We’re talking, of course, about the expat community, a vital lifeline in a new city. Don’t know where to get decent wine? The expats do. Can’t find a bar that shows rugby? The expats will be showing it at their place. Haven’t got a clue which dry cleaner to trust with your good shirt? You know who to call.
In Bombay the expats fall into one of two discrete groups. On the one hand are those here at the behest of foreign banks, funds managers and other multinational behemoths. While their numbers have taken a hit recently due to the overzealous and unscrupulous shenanigans of their financial brethren, they still form a sizeable community in the city.
Their domain is south Bombay, the financial hub of India’s financial hub. Places such as the private Breach Candy Club and the swanky bars of the five-star hotels are the playgrounds of the seriously wealthy expats-on-a-package. Their air-conditioned penthouse apartments overlook the ocean and domestic staff look after everything from boiling the milk to babysitting.
Weekends are spent at charity golf events and bidding at charity auctions, while their partners spend weekdays lunching, shopping and doing more charity work.
It’s a world neatly summed up in an invaluable expat guidebook published in the city. It helpfully advises that the best way to get many small jobs done – from paying bills to buying stationery – is to “ask your driver”.
Of course, this works for the expats-on-a-package, who have a driver and car included as part of their job description; along with private schools for the kids and someone to walk the Labradoodle. The second class of expats do have drivers, they just tend to be rickshaw wallahs who operate three-wheeled death machines rather than shiny, white four-wheel drives.
These expats-without-a-package have landed here under their own steam and tend to live further out in the burbs. Young and usually involved in some form of creative industry, they tend to cluster around the eminently fashionable northern suburb of Bandra. While the packaged expats spend their days making (or possibly losing) vast amounts of cash, their unpackaged fellow countrymen and women spend their days hanging out at the local bagel shop.
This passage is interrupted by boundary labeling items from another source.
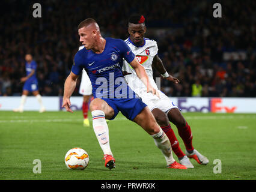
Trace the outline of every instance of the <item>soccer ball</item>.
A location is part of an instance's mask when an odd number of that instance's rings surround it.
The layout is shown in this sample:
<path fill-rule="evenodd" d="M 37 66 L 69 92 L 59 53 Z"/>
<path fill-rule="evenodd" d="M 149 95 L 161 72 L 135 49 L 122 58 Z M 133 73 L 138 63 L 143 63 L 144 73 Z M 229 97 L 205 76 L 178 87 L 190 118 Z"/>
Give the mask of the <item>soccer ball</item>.
<path fill-rule="evenodd" d="M 69 169 L 85 169 L 89 163 L 89 155 L 82 148 L 69 150 L 65 155 L 65 164 Z"/>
Apart from offering comfortable chairs, good coffee and great bagels, the place also has free Wi-Fi, which means it’s a de-fact office for every self-employed photographer, web designer, indie film director and freelance journalist in Bandra. Handily, the place is also jam-packed with plenty of under-employed expat writers, artists, models and actors looking to update their Facebook, blog and Twitter accounts. Hang around long enough and someone will probably offer you a job in their latest venture.
Having come here under our own steam, but working for foreign outlets, we straddle both groups and tend to spend days at the bagel shop and evenings at bars in the south. It’s a good way of getting the best of both worlds.
But after a while it’s time to put the Aussie flag back in the drawer, jump in a rickshaw and go where nobody knows or can pronounce your name – just to remind yourself why you came away in the first place.



Casey van Embden
2 years ago
Great post. I am a South African, living in Delhi and I think I am an in-betweener too. I will eat at a 5 star restaurant, but get there on a rickshaw. I think it's the way to go. I really enjoy your blog!